Janssen Pharmaceutica uses the VSC Tier-1 infrastructure to analyse large data sets with the aim of reducing the failure rate in the clinic II phase of the development of new medicines.
Janssens Pharmaceutica in a few words
In 1953 Dr. Paul Janssen founds Janssen Pharmaceutica. He had only one goal in life: more quality of life thanks to the development of better medicines. In 1961 the company affiliates with Johnson & Johnson, global healthcare market leader. Today, the group has more than 250 operational companies in 57 countries today and more than 128,000 employees worldwide. Janssen in Belgium is the largest Johnson & Johnson site outside of the USA and takes in a major position in the American concern. Janssen Belgium is the flagship R&D site of Janssen in Europe and the largest R&D center of Johnson & Johnson worldwide for small molecules.
HPC at Janssens Pharmaceutica
Jörg Wegner, Senior Scientist at Janssen Pharmaceutica, points out the difference in computation requirements when confronted with huge amounts of data: “As in any other scientific environment, our R&D is facing an exponential data growth.

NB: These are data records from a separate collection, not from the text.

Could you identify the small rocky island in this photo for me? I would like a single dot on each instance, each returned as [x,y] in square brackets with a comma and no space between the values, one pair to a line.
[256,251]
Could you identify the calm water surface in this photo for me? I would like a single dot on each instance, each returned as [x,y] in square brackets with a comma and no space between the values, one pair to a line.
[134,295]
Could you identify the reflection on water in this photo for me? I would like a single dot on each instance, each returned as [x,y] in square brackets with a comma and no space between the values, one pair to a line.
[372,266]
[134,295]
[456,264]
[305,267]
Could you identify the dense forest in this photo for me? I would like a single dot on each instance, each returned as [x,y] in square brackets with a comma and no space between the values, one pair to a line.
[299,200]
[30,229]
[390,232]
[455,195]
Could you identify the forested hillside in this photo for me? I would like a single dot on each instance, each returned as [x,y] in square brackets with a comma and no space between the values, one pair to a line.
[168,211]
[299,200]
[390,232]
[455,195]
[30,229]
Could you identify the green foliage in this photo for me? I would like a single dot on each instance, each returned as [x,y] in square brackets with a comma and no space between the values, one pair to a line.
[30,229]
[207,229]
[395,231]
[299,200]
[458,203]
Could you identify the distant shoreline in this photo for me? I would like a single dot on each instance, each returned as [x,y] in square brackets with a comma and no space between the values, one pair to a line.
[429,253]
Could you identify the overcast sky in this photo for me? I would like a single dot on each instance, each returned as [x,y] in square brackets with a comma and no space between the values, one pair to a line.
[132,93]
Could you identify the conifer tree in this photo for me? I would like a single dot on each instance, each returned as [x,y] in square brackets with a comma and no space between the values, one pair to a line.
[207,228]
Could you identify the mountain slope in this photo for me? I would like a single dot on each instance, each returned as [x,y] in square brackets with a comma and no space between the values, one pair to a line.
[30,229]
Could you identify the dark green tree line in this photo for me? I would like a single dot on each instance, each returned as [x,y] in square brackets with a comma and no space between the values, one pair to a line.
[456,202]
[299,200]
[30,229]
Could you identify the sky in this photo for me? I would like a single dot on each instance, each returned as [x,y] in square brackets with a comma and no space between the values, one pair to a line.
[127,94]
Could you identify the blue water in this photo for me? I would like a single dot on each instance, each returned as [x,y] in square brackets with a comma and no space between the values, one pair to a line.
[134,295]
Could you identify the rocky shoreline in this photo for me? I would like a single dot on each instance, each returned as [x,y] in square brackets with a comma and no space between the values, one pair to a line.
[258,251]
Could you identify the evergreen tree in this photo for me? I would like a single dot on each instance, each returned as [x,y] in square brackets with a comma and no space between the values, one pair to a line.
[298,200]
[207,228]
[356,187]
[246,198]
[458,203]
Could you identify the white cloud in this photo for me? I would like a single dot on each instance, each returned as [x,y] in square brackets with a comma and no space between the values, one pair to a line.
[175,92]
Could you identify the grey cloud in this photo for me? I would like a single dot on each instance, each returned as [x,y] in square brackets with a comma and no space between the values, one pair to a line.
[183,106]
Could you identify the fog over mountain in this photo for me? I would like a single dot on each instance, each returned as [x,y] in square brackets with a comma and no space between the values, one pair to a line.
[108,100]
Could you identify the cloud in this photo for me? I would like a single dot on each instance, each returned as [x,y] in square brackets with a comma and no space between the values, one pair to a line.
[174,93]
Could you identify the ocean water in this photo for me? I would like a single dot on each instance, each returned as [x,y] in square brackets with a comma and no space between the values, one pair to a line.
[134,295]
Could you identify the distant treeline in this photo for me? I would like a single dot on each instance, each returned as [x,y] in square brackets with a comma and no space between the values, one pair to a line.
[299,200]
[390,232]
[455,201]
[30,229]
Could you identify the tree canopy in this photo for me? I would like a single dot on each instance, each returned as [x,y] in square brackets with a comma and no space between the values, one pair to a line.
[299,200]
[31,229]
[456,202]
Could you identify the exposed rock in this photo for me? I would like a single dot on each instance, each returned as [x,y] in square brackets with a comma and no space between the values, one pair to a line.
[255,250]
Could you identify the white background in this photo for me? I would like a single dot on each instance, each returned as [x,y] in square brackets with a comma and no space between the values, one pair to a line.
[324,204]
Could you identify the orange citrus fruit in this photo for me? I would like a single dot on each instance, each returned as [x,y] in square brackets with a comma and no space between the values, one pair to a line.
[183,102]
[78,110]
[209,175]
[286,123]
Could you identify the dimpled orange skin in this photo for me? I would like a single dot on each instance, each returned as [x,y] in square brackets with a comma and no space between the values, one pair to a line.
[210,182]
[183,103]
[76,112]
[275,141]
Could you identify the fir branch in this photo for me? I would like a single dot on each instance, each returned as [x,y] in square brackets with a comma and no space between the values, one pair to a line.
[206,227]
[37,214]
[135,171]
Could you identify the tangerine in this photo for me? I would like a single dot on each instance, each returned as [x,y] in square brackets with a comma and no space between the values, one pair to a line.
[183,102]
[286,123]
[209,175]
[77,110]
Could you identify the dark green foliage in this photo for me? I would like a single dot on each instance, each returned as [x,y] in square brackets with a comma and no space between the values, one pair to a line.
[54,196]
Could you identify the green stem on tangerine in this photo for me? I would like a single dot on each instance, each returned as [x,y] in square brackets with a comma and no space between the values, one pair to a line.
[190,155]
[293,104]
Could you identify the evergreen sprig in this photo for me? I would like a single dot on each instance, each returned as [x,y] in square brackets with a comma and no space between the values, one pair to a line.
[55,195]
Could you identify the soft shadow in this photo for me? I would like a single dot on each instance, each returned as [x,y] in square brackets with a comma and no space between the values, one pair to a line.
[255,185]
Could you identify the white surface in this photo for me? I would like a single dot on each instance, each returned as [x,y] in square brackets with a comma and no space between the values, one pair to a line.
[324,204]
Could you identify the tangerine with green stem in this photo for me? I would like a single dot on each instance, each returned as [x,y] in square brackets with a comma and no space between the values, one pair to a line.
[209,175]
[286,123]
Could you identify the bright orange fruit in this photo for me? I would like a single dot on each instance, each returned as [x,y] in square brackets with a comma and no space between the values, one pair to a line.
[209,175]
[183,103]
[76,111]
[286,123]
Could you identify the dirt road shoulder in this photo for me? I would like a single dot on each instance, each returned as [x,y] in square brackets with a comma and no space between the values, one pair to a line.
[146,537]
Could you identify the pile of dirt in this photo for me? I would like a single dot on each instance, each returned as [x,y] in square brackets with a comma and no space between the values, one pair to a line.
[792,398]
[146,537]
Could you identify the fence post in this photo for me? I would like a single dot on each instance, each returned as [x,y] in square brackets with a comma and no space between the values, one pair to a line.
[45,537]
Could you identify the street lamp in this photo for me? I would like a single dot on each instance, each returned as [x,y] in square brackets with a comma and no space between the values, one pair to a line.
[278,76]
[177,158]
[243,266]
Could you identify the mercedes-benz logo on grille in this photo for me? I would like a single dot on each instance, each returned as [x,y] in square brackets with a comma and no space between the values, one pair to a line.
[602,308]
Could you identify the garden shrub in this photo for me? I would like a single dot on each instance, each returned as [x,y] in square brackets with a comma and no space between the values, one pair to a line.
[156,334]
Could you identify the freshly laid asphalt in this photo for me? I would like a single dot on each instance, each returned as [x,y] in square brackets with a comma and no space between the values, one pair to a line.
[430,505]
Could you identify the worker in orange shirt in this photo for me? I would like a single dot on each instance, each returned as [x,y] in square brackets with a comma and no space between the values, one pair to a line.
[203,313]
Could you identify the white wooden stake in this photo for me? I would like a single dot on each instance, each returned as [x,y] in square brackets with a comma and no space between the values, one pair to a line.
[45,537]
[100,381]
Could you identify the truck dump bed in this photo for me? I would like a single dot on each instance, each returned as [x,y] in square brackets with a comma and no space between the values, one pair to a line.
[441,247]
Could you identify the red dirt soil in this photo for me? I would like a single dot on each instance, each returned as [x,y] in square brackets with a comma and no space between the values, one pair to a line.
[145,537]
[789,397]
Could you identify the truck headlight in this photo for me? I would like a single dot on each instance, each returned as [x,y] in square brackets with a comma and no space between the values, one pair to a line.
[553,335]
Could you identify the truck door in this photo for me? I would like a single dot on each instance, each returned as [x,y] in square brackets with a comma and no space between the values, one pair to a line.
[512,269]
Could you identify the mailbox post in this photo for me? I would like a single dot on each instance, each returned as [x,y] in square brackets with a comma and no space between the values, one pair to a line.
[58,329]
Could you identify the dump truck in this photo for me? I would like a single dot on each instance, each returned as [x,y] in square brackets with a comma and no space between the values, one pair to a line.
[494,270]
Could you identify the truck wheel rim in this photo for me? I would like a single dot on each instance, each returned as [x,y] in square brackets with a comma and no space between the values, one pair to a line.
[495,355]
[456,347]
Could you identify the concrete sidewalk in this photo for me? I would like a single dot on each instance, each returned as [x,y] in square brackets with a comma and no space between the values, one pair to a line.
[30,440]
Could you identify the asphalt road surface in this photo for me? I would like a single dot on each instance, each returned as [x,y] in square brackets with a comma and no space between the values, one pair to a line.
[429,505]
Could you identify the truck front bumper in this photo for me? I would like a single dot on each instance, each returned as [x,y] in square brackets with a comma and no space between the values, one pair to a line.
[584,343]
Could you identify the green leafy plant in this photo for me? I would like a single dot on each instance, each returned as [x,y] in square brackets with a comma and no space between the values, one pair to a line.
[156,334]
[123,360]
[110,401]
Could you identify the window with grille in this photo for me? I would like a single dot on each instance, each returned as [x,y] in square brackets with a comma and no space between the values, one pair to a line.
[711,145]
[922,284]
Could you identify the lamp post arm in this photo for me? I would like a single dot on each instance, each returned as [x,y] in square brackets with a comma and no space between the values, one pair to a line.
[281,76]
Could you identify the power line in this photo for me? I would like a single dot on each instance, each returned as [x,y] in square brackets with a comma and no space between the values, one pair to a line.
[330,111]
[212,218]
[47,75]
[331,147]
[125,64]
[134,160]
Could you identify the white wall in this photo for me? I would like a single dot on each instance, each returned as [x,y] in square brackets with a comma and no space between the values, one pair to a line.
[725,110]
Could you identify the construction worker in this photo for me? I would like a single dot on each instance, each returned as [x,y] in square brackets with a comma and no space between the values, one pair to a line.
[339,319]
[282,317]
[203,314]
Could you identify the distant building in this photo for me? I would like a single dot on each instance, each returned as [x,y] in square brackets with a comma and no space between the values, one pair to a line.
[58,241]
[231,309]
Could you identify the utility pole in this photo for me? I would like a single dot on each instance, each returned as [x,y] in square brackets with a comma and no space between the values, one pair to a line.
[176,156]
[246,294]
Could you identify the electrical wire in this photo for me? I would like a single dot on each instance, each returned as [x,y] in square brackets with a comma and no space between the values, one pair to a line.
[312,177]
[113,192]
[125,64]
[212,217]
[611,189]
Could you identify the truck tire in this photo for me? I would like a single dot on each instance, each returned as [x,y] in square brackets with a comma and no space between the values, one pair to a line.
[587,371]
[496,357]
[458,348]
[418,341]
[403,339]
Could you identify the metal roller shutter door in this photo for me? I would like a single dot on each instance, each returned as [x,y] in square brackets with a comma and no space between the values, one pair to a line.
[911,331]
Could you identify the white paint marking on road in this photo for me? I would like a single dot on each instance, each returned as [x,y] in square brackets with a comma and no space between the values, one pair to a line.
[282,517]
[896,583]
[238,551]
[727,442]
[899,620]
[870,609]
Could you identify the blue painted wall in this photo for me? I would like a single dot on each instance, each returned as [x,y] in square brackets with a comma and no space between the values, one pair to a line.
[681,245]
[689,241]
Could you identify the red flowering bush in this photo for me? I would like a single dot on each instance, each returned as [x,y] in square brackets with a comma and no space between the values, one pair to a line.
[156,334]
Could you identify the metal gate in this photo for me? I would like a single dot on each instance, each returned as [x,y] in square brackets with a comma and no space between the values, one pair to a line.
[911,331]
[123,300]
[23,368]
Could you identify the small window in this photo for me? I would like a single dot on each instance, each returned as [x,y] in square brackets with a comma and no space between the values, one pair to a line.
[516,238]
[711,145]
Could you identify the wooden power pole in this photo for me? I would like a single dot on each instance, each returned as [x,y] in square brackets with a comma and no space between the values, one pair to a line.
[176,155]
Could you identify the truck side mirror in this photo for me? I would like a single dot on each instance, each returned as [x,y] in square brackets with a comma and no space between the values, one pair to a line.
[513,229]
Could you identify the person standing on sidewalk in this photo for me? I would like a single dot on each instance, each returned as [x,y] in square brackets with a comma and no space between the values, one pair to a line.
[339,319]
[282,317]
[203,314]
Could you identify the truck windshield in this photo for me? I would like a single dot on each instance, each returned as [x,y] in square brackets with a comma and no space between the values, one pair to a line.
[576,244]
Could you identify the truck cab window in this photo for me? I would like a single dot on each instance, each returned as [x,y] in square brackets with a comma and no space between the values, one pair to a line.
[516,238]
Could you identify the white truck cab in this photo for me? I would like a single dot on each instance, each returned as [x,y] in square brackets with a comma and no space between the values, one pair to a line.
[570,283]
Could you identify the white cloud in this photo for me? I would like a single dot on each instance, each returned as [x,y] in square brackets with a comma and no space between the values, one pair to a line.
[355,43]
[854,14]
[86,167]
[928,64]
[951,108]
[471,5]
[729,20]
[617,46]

It may be easy to count within a file with 10,000 lines, but it is really difficult to do so in a file with 100 million entries. And, typically, tasks in R&D are far more complex.
Computation in itself becomes more critical since most computational tasks do not scale linearly, but many scale in a quadratic, cubic, or even exponential way with the growing amount of data. In other words, a doubling in the amount of data does not increase the computation requirements by a factor of 2 but by a factor of 4 (quadratic), 9 (cubic), or 10 and more (exponential). This requires careful analysis and change in the way data is processed by using the expertise of large-scale computing experts.”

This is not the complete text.